IBM has launched three Power8 Linux servers designed to accelerate artificial intelligence, deep learning, and advanced analytics applications.

The new systems tap the Nvidia NVLink technology to move data five times faster than any competing platform, said Stefanie Chiras, an IBM vice president, in an interview with VentureBeat. These systems and their operating systems are part of a larger business group that generates about $2 billion a quarter for IBM. And the A.I. markets they’re going after have exploded in the past couple of years.

IBM claims that the combination of Power8 processors and Linux software results in systems that deliver 80 percent more performance per dollar than the latest x86-based (Intel or AMD) servers. The systems leverage innovations from the OpenPower community to deliver greater computing efficiency.

“We are very focused in competing head-to-head in the Linux market,” Chiras said. “The workloads in this space are changing at a very fast rate.”

Collaboratively developed with a variety of tech companies, the new Power Systems target A.I., deep learning, high performance data analytics, and other compute-heavy workloads, which can help businesses and cloud service providers save money on data center costs.

Early testing with China’s Tencent, one of the world’s largest internet service providers, has shown that a large cluster of the new IBM OpenPower servers was able to run a data-intensive workload three times faster than its former x86-based infrastructure. That was possible even though the number of servers was reduced by two-thirds. Tencent is now integrating the new servers into its hyperscale data center for big data workloads. That will help it keep a lid on data center sprawl.

Big companies are pouring a lot of money into A.I., self-driving cars, real-time fraud protection, and life-saving drugs. Developing these products requires lots of new computing power, and IBM is taking an open development approach to moving into these markets, as is evident with the collaboration with Nvidia. Nvidia is making its own big push into data centers, using the parallel processing capabilities of its graphics processing units (GPUs). About 10 percent of IBM’s system revenue in 2015 came from Linux.

“Linux has taught us a lot about collaborative development,” Chiras said. “And Power is still an alternative to the x86 architecture in the market.”

IBM says its new Linux servers give it much better performance per price over rivals.

Above: IBM says its new Linux servers give it much better performance per price over rivals.

Image Credit: IBM

With the advent of GPGPU computing, or using graphics chips for non-graphics tasks, Nvidia’s technology is breaking into a lot of data centers. (Intel says this represents a mere three percent of all servers at the moment.)

Through a family of interconnect innovations collectively known as PowerAccel, contributors to the OpenPower ecosystem will continue to develop systems and other solutions on the Power platform that are optimized for accelerated applications.

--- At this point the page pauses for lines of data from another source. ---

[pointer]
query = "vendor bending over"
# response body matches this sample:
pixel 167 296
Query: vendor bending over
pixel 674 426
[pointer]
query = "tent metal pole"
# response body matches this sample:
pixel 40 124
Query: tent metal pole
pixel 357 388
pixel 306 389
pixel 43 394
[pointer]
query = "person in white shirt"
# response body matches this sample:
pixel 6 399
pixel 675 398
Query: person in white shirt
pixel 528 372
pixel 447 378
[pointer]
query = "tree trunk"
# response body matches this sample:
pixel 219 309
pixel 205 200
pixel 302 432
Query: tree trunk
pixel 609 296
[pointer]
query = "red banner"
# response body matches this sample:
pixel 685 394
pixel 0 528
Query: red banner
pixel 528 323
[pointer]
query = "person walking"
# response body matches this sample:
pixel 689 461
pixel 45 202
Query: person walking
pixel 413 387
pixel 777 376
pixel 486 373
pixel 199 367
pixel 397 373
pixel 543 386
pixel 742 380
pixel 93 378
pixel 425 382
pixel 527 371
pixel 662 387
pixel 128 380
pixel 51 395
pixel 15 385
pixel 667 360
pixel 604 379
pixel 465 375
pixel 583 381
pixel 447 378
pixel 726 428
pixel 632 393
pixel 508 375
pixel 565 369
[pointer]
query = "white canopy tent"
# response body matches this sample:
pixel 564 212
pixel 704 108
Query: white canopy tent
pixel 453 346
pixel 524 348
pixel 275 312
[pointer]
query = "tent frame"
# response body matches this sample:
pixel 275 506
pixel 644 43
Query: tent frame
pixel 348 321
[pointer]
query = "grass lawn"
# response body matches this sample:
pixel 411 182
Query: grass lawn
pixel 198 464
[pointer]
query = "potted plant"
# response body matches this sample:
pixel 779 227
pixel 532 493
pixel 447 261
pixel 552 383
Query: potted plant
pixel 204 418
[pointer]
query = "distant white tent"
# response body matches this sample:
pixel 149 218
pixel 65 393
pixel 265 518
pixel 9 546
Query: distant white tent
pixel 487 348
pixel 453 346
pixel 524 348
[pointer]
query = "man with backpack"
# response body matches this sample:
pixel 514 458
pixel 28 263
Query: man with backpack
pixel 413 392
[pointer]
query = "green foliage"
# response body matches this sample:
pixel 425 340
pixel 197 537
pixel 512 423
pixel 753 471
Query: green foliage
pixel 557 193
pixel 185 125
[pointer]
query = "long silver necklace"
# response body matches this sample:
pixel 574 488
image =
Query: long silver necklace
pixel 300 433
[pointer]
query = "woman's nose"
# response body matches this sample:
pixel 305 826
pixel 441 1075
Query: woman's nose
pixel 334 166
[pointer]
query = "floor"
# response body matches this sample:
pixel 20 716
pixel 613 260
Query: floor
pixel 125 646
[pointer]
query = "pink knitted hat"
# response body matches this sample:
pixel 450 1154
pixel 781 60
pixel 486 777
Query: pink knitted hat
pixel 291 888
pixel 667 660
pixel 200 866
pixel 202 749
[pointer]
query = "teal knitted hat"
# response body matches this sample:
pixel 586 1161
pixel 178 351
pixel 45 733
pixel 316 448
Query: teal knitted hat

One result of this collaboration is the IBM Power System S822LC server for high-performance computing. The NVLink technology directly connects the new IBM Power8 processor (a 4.5-billion transistor chip) with Nvidia’s Tesla P100 Pascal GPU (a 15-billion transistor chip).

“The open and collaborative model of the OpenPower Foundation has propelled system innovation forward in a major way with the launch of the IBM Power System S822LC for high-performance computing,” said Ian Buck, vice president of accelerated computing at Nvidia, in a statement.

Several businesses, research organizations, and government bodies have pre-tested early systems and placed their orders. Among those first in line to receive shipments are a large multinational retail corporation and the U.S. Department of Energy’s Oak Ridge National Laboratory (ORNL) and Lawrence Livermore National Laboratory (LLNL).

The systems will serve as an early-generation test bed for developing demanding applications for Summit and Sierra, the next-generation supercomputers that IBM expects to deliver to ORNL and LLNL, respectively, in 2017.

“The combination of IBM Power8 and Nvidia Pascal via NVLink will accelerate our mission-critical applications,” said Bronis de Supinski, chief technology officer at Lawrence Livermore National Laboratory, in a statement. “The significant reduction in programming complexity that they support was a major contributor to our decision to use these technologies in systems that will serve as precursors of our planned Sierra system.”

The two additional LC servers available today — the IBM Power System S821LC and the IBM Power System S822LC for Big Data — can also leverage GPU acceleration technology to increase system performance levels on a variety of accelerated applications. Clients can attach Nvidia Telsa K80 GPU accelerators by PCIe. Online prices start at $6,000. The S822LC ships on September 26, and the other two models are available today.

IBM introduced its first Power8 chips in the second quarter of 2014, and it has been adding more versions over time. IBM also launched the OpenPower Foundation in 2014, and now it has 250 members. The Power9 chips are expected to arrive in the second half of 2017.